Including the device, I counted 9 different items (including the small bit of plastic to keep the batteries unused until opening). Previously I wouldn’t have been too interested in this – everything comes “overpackaged” but I’ve been reading some horrific statistics about packaging – and not just plastic packaging.

A few things to think about – every bit of plastic will survive pretty much forever (eventually down to molecular level but it will still be a plastic polymer or monomer); you may think your own personal packaging doesn’t amount to much but multiply that by several billion and then it becomes a problem; recycling may not be the solution as it just encourages “one way” consumption; there is a mass of plastic several times bigger than the UK in the middle of the Pacific; eventually the plastic will get up the food chain and who knows what will happen to us…

So Natwest is not the problem. The whole system is the problem. I’ve just started reading a book called Cradle to Cradle which hopes to address this issue and wants designers to make products that will be able to be up-cycled (I.e. their use after the initial use is even better than the original) rather than re-cycled where virgin products tend to have to be added to the mix).

For now though we are hopefully getting involved in a new initiative for a plastic bag free Chorlton (jumping on the bandwagon of other towns around the land).

For now though, carry a bag wherever you go (it’s not difficult!), don’t put 2 apples or a carrot in a single bag (why bother?) and refuse bags everywhere (even small ones…); and if you want to read more try Paper or Plastic (don’t buy it – I can lend you it!)

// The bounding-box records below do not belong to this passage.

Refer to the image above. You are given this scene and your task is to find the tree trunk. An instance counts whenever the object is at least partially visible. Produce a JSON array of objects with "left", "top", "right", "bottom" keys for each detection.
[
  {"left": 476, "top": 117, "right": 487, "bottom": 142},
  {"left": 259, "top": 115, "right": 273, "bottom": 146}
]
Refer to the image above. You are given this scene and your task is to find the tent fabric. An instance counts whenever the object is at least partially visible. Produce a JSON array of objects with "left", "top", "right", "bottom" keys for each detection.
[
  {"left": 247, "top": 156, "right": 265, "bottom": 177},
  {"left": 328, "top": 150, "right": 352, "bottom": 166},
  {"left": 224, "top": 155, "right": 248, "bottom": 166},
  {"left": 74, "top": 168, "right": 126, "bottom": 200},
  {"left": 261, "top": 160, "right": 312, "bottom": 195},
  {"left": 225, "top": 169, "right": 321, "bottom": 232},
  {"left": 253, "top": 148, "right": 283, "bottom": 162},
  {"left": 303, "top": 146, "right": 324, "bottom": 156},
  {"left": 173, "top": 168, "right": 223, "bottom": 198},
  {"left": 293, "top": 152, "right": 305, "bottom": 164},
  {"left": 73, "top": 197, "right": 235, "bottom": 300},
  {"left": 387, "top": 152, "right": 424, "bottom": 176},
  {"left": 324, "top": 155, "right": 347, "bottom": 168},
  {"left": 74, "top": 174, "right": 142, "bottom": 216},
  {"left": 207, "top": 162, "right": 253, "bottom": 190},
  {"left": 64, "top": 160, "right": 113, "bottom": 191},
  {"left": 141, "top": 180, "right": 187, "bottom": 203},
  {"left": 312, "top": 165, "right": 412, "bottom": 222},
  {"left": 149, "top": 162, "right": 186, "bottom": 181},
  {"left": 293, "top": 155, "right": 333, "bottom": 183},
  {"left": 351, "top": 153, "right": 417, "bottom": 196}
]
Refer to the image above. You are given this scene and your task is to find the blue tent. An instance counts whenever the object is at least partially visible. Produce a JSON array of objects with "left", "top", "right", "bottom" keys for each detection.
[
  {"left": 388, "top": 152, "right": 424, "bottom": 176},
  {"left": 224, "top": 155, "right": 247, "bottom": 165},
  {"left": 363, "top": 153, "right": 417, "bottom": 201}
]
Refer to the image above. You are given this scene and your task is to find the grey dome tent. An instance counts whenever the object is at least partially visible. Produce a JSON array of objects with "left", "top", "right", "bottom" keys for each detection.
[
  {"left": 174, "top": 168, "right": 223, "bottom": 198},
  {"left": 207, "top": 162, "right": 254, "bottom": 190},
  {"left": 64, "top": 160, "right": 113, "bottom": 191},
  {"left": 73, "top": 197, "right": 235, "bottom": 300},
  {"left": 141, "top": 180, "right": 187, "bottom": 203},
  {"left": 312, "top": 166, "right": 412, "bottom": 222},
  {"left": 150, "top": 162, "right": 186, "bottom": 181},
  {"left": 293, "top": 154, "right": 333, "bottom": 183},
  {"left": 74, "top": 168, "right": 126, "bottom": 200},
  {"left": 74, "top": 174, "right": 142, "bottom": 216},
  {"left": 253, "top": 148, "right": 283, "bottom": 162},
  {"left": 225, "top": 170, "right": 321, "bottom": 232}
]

Metropolitan Cathedral, Liverpool

I was over in Liverpool a couple of weeks ago registering at the University Library and on the way back into town I had 10 minutes to sketch Paddy’s Wigwam (or the Roman Catholic cathedral). I really like this building. The lighting inside due to the stained glass windows is incredible.

Metropolitan Cathedral, Liverpool

Our own Wild Food walk

Having been a bit disappointed by the lack of Mushrooms on last weekend’s official Fungi Foray – we decided yesterday to head out to Chorlton Eees and have bit of a poke around in the underground, proper David Bellamy style, and see what we could find.

I won the “special” prize for finding the first mushroom of the day, Jelly ear (or Jew’s ear), lots of it growing on Elder trees. We also managed to find some clustered domecaps (hundreds of them) and possibly a mushroom called Soapy Knight (or Tricholoma saponaceum) but we can’t be 100% sure. Housemates who have had a sniff think it’s like a bathroom so maybe we are right. In any case, we won’t be eating anything we’re not 100% sure on. (Who’d want to eat soap anyway…)

Food!

Not sure about the black fruit which I thought was sloe but I’m not convinced – the leaves seem too big (VIV?). We also picked a couple of apples. Infact I’ve never seen so many apple trees, there must be 100’s of them. The air was full of the smell of fermenting apples. Very nice.

The problem with these wild apple trees is that the Ranger last weekend said they were growing on an old landfill site which contained heavy metals. I had a poke around yesterday looking at old Ordnance survey maps of the area and I don’t think this is true. There was a sewage works (Withington Sewage Works) on part of the Nature Reserve but this is a bit away from where the trees are. So for now I think we are safe.

One thing you find everywhere in the undergrowth/forests is plastic. I’m currently writing an essay on plastic bags and the whole subject is horrifying. I’ll write more about this in the future but even yesterday we found some crisp packets from 1985 and a domestos bottle which had a plastic body and a metal top and looked just as old.

In the evening we cooked up the Jelly ear and will probably make some soup out of it. It does smell extremely mushroomey. And yes, we did check the bible of Mushrooms to make sure we had positively identified it. It’s a pretty obvious one and nothing else much looks like a huge ear!